The 74 bus to Belmont came through the busway. It was scheduled to leave at 11:00, and I am sure the half-dozen people who came off the 11:00 Red Line train and boarded the bus were delighted that their bus was three minutes late.
This gave me some time to stand there and play with the Mass Transit app, and I quickly did a little math. The 77 bus runs at a 13 minute interval, but the Red Line runs at a 12 minute interval. The loudspeakers in the station announced an inbound train, and an Alewife bound train came through at about 11:12. The people on that train wandered up to the bus platform. At 11:17, a 77 bus appeared in the busway and the people on the platform filled the bus.
Here’s my public policy question. If my iPhone can tell me the schedule, and the T technology can send an announcement that a train is entering the station, why can’t we bring the two technologies together to coordinate the buses with the trains?
First, let’s look at the 13 minute headway silliness on the 77 bus. If the trains run every 12 minutes, why do the buses run every 13 minutes? All this does is put the schedules so badly out of sync that some folks might be lucky and wait a minute or two for the bus, but others are condemned to a 12 minute wait.
If we put the bus on the same 12-minute headway, here’s the wonderful thing we can do. We can calculate the time the outbound train is scheduled to arrive at the station, add three minutes for the walk to the platform, and time the buses to provide an easy and convenient transfer.
Meanwhile, up at the bus layover area, the same computer that sends the notification to the passengers on the platform could also send a signal to the bus driver. Train leaves the station, buses are called, and they pick up the passengers who just walked off the train.

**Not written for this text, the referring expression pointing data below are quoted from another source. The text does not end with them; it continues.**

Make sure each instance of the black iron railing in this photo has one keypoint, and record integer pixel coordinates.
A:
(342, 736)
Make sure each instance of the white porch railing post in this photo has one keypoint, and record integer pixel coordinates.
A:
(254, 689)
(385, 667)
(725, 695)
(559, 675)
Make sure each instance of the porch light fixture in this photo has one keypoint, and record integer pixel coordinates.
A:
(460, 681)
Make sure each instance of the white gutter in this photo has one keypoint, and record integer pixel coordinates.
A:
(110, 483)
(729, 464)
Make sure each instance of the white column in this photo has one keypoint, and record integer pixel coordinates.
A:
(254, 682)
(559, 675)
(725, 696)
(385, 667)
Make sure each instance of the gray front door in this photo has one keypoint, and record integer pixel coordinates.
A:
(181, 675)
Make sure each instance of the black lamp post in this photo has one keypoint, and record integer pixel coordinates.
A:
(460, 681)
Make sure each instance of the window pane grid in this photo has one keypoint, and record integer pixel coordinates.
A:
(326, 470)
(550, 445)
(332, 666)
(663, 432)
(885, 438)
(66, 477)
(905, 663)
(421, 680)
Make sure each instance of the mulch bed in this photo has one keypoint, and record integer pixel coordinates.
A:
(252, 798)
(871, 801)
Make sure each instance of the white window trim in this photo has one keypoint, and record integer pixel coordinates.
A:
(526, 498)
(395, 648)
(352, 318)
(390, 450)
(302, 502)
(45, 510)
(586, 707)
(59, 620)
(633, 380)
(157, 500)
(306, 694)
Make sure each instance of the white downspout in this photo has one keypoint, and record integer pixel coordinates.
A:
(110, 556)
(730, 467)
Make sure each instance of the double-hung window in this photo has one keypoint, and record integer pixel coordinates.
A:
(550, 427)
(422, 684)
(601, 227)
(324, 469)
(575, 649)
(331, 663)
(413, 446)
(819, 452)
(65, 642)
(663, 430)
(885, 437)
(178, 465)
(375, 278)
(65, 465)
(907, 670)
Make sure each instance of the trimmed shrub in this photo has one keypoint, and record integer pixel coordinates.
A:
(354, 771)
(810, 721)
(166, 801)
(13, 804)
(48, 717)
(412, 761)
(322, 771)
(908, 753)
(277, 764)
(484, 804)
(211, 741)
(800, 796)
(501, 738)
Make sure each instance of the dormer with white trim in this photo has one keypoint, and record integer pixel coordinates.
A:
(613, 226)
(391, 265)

For the buses with longer headways, the buses could leave on a multiple of 12 (or the interval between trains). With this kind of coordination, an Arlington passenger could actually calculate whether the best option would be to connect with a 77 at Harvard, an 86 at Davis, or a 79 or 350 at Alewife. A Burlington-bound rider could actually calculate which outbound Red Line train he needed to be on to connect to the 350 at Alewife. A new Green Line station at Route 16 in Medford would be much more useful if buses to Arlington and Medford were coordinated.
And so it goes for the rest of the system. Quincy, Forest Hills, Wellington, Wonderland, all could be more transit-friendly, and less dependent on parking garages, if the buses were aligned to the trains.
It doesn’t seem to be a terribly difficult problem to solve. So why don’t we actually do this?